Hay polémicas que me superan. Verbigracia: a nivel catalán, la de los lazos amarillos, pura libertad de expresión para unos y simple basura pasivo-agresiva para otros; a nivel español, el traslado de los restos de Franco no se sabe muy bien a dónde: me da igual si lo dejan donde está o si lo tiran a la basura, francamente; y a nivel europeo, la propuesta de dejar de aplicar los cambios de hora en invierno y en verano.
El viejo continente parece tener problemas más urgentes que los husos horarios. O eso me parece a mí: la extrema derecha va creciendo de manera preocupante --fíjense en el italiano Salvini y el húngaro Orbán, a los que solo les falta imitar a las adolescentes norteamericanas y lucir una pulserita con las siglas BFF (Best Friends Forever)--, no sabemos qué hacer con la inmigración en general y la inmigración africana en particular, lo del Brexit puede tener consecuencias desastrosas para los británicos y para los demás miembros del club, en Estados Unidos tenemos un interlocutor --por llamarlo de alguna manera-- que acaba de abandonar la agencia de ayuda a los refugiados palestinos, de la que era el principal paganini, para tener contento a su BFF particular, el infame Benjamín Netanyahu... Y con este panorama glorioso, ¿nos ponemos a discutir sobre los efectos perniciosos de los cambios horarios de invierno y verano?
Hay un refrán catalán muy adecuado para describir este tipo de situaciones: Qui no te res a fer, el gat pentina (Quien no tiene nada que hacer, se pone a peinar al gato). El problema es que la Unión Europea tiene muchas cosas que hacer y que no hace, por lo que lo del cambio de hora suena a maniobra de distracción para ganar tiempo. Y no nos ponemos de acuerdo ni para semejante tontería. Mientras unos apuestan por conservar todo el año el horario invernal, otros prefieren el estival, y cada grupo ve unas ventajas enormes en su preferencia particular. Como si no hubiera ya bastantes problemas, hay que inventar nuevas perspectivas catastróficas. Y siempre se encuentra a alguien que salga por la tele a declarar en febrero que lleva sin levantar cabeza desde octubre, cuando tuvo que adelantar el reloj una hora (o retrasarlo, nunca me aclaro con este asunto). Pasa como con el jet lag: la mayoría lo superamos tras un primer día en el que vamos algo atontolinados porque hemos tenido que retrasar o adelantar el reloj seis horas (si es que vamos o venimos de Nueva York, en el caso de Los Ángeles son nueve y en el de Papeete, capital de Tahití, unas doce), pero siempre hay quien no se quita de encima el maldito jet lag durante la mayor parte de sus vacaciones.

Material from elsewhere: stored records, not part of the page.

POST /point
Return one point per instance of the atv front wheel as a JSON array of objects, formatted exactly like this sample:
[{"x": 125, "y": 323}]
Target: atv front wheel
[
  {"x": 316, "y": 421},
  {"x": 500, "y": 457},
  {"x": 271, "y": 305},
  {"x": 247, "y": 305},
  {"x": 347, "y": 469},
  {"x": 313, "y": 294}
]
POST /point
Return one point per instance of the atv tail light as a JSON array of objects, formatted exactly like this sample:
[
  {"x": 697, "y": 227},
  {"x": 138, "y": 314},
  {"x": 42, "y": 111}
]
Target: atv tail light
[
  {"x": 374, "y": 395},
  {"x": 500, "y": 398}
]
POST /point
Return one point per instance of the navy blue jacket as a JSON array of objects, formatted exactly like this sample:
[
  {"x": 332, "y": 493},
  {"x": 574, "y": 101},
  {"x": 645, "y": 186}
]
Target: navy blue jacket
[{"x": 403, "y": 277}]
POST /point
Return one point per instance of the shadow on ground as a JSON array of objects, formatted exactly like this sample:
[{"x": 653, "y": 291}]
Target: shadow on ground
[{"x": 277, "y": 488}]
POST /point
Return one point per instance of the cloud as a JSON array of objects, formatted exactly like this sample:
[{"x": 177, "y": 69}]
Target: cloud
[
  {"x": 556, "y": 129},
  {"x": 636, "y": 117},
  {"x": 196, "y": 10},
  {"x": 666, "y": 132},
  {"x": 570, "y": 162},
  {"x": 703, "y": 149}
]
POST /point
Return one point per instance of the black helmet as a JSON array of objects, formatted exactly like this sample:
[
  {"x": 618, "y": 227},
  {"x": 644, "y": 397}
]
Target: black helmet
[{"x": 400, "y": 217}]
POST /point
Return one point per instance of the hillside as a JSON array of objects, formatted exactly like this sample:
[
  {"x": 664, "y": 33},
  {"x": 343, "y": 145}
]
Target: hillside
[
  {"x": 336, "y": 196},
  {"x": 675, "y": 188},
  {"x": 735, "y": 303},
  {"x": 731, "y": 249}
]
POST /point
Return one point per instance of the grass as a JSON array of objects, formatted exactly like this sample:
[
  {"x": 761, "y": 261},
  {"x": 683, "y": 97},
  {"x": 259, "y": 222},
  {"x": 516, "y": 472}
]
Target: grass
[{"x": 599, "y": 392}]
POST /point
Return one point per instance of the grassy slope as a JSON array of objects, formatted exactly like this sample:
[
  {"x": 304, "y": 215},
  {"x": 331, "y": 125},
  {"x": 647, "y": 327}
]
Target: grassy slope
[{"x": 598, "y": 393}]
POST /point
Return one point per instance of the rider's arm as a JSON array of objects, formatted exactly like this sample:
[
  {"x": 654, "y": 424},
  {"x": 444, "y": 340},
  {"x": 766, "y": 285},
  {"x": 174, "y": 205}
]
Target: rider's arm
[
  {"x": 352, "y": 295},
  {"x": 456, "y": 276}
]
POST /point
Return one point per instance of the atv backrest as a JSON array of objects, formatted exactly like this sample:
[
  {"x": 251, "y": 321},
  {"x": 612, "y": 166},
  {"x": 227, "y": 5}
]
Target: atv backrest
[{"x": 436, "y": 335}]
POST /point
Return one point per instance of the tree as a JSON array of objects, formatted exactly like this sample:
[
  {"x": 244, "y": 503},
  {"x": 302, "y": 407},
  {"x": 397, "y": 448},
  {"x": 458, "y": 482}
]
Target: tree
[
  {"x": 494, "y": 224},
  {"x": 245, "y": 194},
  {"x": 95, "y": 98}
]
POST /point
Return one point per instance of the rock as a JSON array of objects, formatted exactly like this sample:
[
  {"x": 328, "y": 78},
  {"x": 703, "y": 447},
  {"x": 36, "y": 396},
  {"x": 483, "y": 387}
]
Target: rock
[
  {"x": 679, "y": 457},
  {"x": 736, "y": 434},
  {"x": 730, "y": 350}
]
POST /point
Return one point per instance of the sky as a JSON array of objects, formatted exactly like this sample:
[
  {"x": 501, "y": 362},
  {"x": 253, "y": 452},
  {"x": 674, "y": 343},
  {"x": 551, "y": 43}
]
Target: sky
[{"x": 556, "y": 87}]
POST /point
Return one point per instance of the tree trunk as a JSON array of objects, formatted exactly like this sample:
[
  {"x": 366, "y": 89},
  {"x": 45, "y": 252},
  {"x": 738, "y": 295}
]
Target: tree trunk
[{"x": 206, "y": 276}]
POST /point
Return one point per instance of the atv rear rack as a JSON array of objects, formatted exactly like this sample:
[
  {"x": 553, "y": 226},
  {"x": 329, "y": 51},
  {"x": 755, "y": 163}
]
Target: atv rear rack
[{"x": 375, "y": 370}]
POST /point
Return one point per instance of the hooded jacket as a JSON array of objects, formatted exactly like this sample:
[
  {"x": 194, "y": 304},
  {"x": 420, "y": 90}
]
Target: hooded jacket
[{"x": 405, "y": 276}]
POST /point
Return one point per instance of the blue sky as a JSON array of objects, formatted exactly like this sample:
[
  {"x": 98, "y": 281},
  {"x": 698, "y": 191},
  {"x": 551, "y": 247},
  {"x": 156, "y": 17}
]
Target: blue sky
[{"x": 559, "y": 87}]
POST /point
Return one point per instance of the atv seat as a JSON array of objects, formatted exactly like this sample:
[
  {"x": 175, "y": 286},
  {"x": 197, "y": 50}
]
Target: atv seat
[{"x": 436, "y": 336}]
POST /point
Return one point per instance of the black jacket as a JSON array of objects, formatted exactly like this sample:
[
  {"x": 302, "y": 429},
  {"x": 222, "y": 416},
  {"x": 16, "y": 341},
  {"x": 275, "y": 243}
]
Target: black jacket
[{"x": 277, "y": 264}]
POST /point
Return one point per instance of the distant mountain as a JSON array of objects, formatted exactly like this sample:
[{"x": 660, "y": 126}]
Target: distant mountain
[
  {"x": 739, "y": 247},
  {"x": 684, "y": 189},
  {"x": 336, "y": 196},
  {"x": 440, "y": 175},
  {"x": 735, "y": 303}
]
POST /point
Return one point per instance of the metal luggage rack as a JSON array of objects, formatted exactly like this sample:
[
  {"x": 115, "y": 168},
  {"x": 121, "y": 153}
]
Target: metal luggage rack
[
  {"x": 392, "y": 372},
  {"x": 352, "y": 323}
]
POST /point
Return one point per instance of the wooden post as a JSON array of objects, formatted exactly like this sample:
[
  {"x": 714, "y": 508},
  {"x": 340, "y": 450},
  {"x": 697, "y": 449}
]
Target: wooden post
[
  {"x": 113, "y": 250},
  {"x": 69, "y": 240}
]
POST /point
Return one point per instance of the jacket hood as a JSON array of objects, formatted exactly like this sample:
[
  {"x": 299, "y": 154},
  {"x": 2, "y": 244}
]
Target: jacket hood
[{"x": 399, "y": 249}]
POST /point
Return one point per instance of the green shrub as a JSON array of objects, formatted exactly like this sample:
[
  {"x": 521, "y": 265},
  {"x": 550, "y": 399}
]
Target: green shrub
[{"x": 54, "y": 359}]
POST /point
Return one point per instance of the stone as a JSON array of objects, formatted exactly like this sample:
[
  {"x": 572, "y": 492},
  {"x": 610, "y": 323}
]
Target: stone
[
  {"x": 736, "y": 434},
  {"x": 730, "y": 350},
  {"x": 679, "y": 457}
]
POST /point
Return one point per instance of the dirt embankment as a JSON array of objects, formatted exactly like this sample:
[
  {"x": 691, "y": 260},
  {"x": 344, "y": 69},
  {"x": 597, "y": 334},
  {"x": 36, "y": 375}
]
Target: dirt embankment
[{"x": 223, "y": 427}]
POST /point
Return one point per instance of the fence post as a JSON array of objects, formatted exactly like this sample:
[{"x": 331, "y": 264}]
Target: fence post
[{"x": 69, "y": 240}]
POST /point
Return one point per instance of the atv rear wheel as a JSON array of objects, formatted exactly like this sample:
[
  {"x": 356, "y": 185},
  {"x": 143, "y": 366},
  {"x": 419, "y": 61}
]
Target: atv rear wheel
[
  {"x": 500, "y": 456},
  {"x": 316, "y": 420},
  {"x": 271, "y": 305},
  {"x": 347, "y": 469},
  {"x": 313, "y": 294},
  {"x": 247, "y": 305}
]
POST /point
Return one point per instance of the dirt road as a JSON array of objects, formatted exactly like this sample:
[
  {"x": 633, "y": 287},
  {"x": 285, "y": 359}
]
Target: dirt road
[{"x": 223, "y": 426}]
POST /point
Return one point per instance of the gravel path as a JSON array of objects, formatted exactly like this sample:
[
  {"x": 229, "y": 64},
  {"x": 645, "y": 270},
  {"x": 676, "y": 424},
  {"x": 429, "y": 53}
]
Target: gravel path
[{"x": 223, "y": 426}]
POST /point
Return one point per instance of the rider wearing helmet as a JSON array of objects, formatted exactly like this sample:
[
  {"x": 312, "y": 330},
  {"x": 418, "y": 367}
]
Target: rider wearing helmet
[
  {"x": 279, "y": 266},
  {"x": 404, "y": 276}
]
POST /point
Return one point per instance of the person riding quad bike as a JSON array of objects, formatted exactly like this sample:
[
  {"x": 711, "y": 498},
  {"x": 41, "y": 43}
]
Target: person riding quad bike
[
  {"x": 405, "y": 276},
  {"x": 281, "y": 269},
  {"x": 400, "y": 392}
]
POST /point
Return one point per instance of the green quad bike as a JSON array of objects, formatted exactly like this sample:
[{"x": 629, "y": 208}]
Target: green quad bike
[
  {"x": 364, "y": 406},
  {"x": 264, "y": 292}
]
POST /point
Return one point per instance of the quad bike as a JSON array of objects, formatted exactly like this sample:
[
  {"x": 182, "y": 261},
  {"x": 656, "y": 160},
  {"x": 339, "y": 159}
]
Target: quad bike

Con el cambio de horario pasa algo parecido. Uno adelanta o retrasa el reloj cuando se lo dicen, y si no tiene un horario estricto, no duerme ni una hora menos ni una más, pues se sigue levantando cuando le apetece. Pero ahora resulta que esa hora de más o de menos genera unas desgracias humanas a las que no podemos seguir dando la espalda. Tenemos en Cataluña a un político, Fabián Mohedano, que lleva años dando la brasa con el temita. Supongo que estos días se sentirá especialmente feliz y vindicado. No creo que haya muchos más en su situación. Yo mismo, les aseguro que el tema me la pela.